“…then there are those times she becomes a Pinter dream woman: mysterious, knowing and at least slightly the moral superior of the men…”
Her name is Juliette Binoche, and in November 2000, “The New York Time” used these words to describe her debut at Broadway’s American Airlines Theatre in one of Harold Pinter’s most celebrated works: “Betrayal”. For the role Binoche received a Tony Award nomination, the most important American prize for stage acting.
Written in 1978 and performed for the first time at London’s National Theatre in November that same year directed by Peter Hall, “Betrayal” premiered in America in 1980 at the Trafalgar Theatre in New York, where it replicated 170 performances, directed again by the great Peter Hall and featuring an exceptional cast, including Raul Julia and Roy Scheider.
In the year 2000 revival, Binoche – directed by British director David Leveaux – played Emma, a middle-class wife who betrays her husband Robert with his best friend, Jerry.
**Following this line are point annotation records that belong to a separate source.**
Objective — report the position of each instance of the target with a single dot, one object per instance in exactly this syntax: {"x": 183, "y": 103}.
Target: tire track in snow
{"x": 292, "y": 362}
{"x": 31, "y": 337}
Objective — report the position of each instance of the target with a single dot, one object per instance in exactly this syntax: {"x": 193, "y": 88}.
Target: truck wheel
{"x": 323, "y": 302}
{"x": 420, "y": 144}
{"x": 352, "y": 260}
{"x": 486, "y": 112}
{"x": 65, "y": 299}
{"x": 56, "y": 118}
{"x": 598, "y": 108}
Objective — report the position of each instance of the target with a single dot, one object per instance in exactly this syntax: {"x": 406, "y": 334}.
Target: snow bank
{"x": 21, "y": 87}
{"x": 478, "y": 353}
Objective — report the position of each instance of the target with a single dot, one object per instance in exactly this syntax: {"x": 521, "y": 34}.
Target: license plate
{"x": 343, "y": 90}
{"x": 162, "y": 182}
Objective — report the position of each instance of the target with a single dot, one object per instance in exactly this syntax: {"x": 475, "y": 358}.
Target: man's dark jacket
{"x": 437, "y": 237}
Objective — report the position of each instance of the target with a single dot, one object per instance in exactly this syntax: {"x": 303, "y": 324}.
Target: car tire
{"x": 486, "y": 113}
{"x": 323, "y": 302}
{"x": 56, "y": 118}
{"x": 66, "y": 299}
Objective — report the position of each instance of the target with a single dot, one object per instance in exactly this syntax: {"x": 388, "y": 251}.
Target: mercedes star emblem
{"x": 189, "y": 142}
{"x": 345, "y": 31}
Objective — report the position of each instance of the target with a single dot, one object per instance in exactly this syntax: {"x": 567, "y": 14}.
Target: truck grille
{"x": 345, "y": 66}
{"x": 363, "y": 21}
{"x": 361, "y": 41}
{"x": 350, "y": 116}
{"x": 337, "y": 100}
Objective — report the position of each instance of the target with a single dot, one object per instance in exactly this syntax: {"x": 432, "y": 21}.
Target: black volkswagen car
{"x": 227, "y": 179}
Events, which take place in London and Venice, are recounted backwards in time, with flashbacks which slowly lead up to the lovers’ first encounter and their first kiss which marks the start of a ménage à trois. Acting alongside her in the role of the lover was Liev Schreiber, the American actor whom “The New York Times” defined as the best Shakespearean actor of his generation.
An icon of French cinema, Juliette Binoche won an Oscar in 1996 for her role in “The English patient” by Anthony Minghella. She has worked with the greatest directors – Louis Malle, Jean Luc Godard, Krzysztof Kieślowski, Abel Ferrara – and has been awarded numerous prizes inclusing the Coppa Volpi in Venice (1993) for “The colours: Blue Film” by Kieślowski, the Silver Bear , again for “The English Patient” in Bering and the Palme d’Or in Cannes in 2010, for Abbas Kiarostami’s “Copie conforme”.